For this reason, Microsoft introduced Isolated Event Publishers. These events work the same as Codeunit.Run(..) – each call is executed in its own transaction, all errors are trapped, and only the event subscriber that caused the error is rollbacked.

To define a publisher as an Isolated Event, a new optional parameter was added to the publisher definition (see the image below).

Example

Let’s start with creating a new event publisher (nonIsolated – the third parameter in IntegrationEvent() is set to FALSE).

    internal procedure RaiseIsolatedEvent()
    begin
        OnSomething();
    end;

    [IntegrationEvent(false, false, false)]
    local procedure OnSomething()
    begin
    end;

And also create two event subscribers for our event.


    [EventSubscriber(ObjectType::Codeunit, Codeunit::"TST W1 Isolated Events", 'OnSomething', '', false, false)]
    local procedure FirstSubscriber()
    begin
        Message('Calling the first subscriber.');

        if true then
            Error('Error in the first subscriber.');
        Message('End of the first subscriber.');
    end;

    [EventSubscriber(ObjectType::Codeunit, Codeunit::"TST W1 Isolated Events", 'OnSomething', '', false, false)]
    local procedure SecondSubscriber()
    begin
        Message('Calling the second subscriber;');
        if true then
            Error('Error in the second subscriber.');
        Message('End of the second subscriber.');
    end;

If you raise the event, only one of the subscribers is called – one message followed by an error message is shown.

Now let’s change the third parameter of IntegrationEvent(..) to true (to define the event as Isolated).

    [IntegrationEvent(false, false, true)]
    local procedure OnSomething()
    begin
    end;

If you raise the event once again, the behaviour is entirely different. Two messages without any error are shown, meaning no interruption to any running processing!

Conclusion

This new configuration for event publishers is an excellent way to manage external integration better. As a developer of an ISV solution or any solution extended by a third-party company, you may want to manage whether extensions can interrupt your processes (or define only specific events where error can happen).

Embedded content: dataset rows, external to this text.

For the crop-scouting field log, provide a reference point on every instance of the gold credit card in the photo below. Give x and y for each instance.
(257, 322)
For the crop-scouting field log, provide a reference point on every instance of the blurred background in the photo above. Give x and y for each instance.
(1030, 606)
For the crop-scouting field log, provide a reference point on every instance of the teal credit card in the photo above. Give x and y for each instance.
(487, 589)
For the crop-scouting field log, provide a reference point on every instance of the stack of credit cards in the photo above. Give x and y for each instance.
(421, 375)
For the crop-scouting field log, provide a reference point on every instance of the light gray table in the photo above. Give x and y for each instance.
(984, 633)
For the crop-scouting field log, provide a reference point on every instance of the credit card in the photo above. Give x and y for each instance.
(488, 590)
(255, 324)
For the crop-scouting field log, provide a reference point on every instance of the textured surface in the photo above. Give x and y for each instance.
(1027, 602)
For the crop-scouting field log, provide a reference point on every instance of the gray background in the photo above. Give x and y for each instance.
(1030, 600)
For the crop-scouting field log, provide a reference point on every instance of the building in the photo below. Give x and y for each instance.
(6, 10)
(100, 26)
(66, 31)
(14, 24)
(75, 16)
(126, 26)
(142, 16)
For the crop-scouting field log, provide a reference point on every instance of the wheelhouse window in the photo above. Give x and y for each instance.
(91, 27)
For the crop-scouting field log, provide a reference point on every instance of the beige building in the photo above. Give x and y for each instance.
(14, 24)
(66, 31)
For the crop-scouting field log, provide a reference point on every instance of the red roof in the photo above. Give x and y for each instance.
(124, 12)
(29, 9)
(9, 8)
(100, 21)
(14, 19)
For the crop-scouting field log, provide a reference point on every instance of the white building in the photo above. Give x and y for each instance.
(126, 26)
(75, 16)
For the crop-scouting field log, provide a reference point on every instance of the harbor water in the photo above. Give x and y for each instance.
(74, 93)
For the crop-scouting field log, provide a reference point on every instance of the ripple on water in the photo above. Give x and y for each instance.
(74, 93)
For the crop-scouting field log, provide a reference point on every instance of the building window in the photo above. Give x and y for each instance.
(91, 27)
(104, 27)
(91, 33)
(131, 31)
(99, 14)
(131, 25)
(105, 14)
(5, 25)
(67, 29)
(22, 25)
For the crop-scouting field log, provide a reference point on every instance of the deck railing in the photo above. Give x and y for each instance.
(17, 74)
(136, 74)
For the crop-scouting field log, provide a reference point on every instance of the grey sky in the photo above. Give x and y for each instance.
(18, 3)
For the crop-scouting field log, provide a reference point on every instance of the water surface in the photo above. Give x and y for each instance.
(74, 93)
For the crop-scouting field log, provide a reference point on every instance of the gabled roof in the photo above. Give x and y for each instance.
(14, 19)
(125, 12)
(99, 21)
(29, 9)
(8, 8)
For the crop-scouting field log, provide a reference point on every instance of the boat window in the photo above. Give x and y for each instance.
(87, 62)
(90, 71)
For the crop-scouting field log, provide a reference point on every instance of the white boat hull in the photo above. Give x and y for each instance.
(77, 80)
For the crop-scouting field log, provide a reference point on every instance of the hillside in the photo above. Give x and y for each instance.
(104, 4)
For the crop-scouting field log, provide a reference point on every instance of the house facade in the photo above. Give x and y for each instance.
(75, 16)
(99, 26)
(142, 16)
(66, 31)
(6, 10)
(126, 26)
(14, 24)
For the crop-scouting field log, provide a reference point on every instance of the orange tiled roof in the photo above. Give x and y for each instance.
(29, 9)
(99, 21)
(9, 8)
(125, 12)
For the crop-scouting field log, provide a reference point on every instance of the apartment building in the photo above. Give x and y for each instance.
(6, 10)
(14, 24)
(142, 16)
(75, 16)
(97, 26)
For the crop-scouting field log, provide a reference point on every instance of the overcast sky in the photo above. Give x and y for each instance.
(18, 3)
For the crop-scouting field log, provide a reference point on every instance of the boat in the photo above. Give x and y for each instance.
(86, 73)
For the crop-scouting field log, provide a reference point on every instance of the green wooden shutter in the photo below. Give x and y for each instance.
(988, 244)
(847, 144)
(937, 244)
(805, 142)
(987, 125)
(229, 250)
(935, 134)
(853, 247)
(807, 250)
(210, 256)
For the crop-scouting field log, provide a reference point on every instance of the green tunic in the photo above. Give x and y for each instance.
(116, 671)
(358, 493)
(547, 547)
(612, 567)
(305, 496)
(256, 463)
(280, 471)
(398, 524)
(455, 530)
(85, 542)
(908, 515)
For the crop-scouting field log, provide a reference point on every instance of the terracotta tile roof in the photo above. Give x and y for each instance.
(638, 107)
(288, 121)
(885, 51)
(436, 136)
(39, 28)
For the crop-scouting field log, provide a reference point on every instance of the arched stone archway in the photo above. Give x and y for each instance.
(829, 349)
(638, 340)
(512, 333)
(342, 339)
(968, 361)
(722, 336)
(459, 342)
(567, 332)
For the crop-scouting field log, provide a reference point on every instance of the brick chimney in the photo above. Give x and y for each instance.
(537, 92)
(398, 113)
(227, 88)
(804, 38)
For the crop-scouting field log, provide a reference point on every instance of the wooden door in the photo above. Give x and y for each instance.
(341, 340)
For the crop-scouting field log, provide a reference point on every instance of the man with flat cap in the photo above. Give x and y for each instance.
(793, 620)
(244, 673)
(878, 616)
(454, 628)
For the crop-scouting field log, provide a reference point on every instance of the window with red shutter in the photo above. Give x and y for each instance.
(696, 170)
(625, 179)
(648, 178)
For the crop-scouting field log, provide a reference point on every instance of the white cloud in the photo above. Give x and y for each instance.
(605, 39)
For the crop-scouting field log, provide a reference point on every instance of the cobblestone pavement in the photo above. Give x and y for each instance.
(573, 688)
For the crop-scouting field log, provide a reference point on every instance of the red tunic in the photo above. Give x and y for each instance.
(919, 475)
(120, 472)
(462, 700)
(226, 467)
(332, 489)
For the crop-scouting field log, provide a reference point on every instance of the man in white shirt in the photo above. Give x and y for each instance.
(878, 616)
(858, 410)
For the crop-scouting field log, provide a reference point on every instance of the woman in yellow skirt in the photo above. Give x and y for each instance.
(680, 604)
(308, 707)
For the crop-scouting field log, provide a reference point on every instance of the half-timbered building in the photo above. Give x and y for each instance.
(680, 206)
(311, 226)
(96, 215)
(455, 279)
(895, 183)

Even more, with the combination of ClearLastError() and GetLastErrorText(), you can manage the errors in your processes much more easily – just clear the error before the event is called and check whether any error happened after all subscribers finished.

On the other hand, it also adds more complexity to the design of your solution. You should not make all your events Isolated (to be more specific, you should make the event Isolated ONLY if you really know the impact of this change), as after that, extending the application can not stop code from the executing!